Bessie was awarded the British War Medal and the British Victory Medal for her work in Serbia. She was also awarded Serbia’s Cross of Mercy.
After that, Bessie slips from the historical record. Perhaps she was unable to carry on in nursing after what she witnessed in Serbia. I have found only two subsequent mentions of her: on 26 February 1916, the minutes of the Scottish Matrons Association record that its members agreed to send her a telegram to express their admiration for her heroism; and on 10 June 1916, she hosted tea at her nurses’ home. She died in York on 12 September 1930, aged 61.
I raise Bessie’s case today to highlight the enormous contributions made by women, which far too often go unnoticed and without thanks, but which have been crucial to shaping and deciding the future of us all, and often illuminate and focus the true meaning of moments in history. I think of the strength of the contribution made by women during the miners’ strike of 1984-85. The roots of the strike go back to the aftermath of the devolution debacle in the 1970s. The Labour Government fell in 1979, when they were defeated by one vote in a vote of no confidence; Scottish National party Members were among those who voted against them. The result was the 1979 election and the victory of a Conservative Government under Britain’s first female Prime Minister, Margaret Thatcher. In 2014, in moving a motion in the Scottish Parliament on the miners’ strike, Iain Gray said:
“With so much at stake, it was no surprise, then, that when the dispute came, it was not just any strike... In East Lothian, the Labour club was turned over to the strikers as their headquarters and soup kitchen. The Co-operative was generous to those who were its members as well as its customers. The Royal Musselburgh Golf Club felled its trees for fuel and the council set up a hardship fund.
The wider labour movement mobilised too, in practical ways, collecting food and money to keep the miners—”—[Scottish Parliament Official Report, 20 March 2014; c. 29224.]

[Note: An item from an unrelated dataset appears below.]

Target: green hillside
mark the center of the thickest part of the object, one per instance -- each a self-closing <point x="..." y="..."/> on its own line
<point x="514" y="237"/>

Order. I have given the hon. Gentleman a little latitude, but he seems to be straying from the title of the debate; the miners’ strike is quite some distance from Dr Elsie Inglis and the contribution of women to world war one. If he got back to the subject, I am sure we would all be grateful.
I accept your guidance from the Chair, Mr Davies; I merely wished to reiterate that the contribution made—often silently—by women during world war one and subsequently has often gone unheard in a history written by men.
Millicent Fawcett, an English suffrage organiser from Dr Inglis’ time, described the suffrage movement, in words that are still so apt today in the fight for justice and equality for all, as
“like a glacier; slow moving but unstoppable”.
We must remember and celebrate the bravery, intelligence and service of women such as Dr Elsie Inglis and Matron Bessie Bowhill, of women who supported the miners’ strike by setting up the soup kitchens, and of women today.
Dr Inglis, like Keir Hardie, supported the suffragettes; that is where the link with the miners may come in. Both opposed the war, but both were there to help out when the time came.
I am grateful for that intervention.
We must remember women such as Dr Inglis, but also women today who suffer under universal credit, zero-hours contracts and ill health, but fight for others before themselves. Whether through imaginative thinking, fighting typhoid or promoting cleanliness, they have always supported and served others before themselves. I hope that the battle will be won for women sooner rather than later.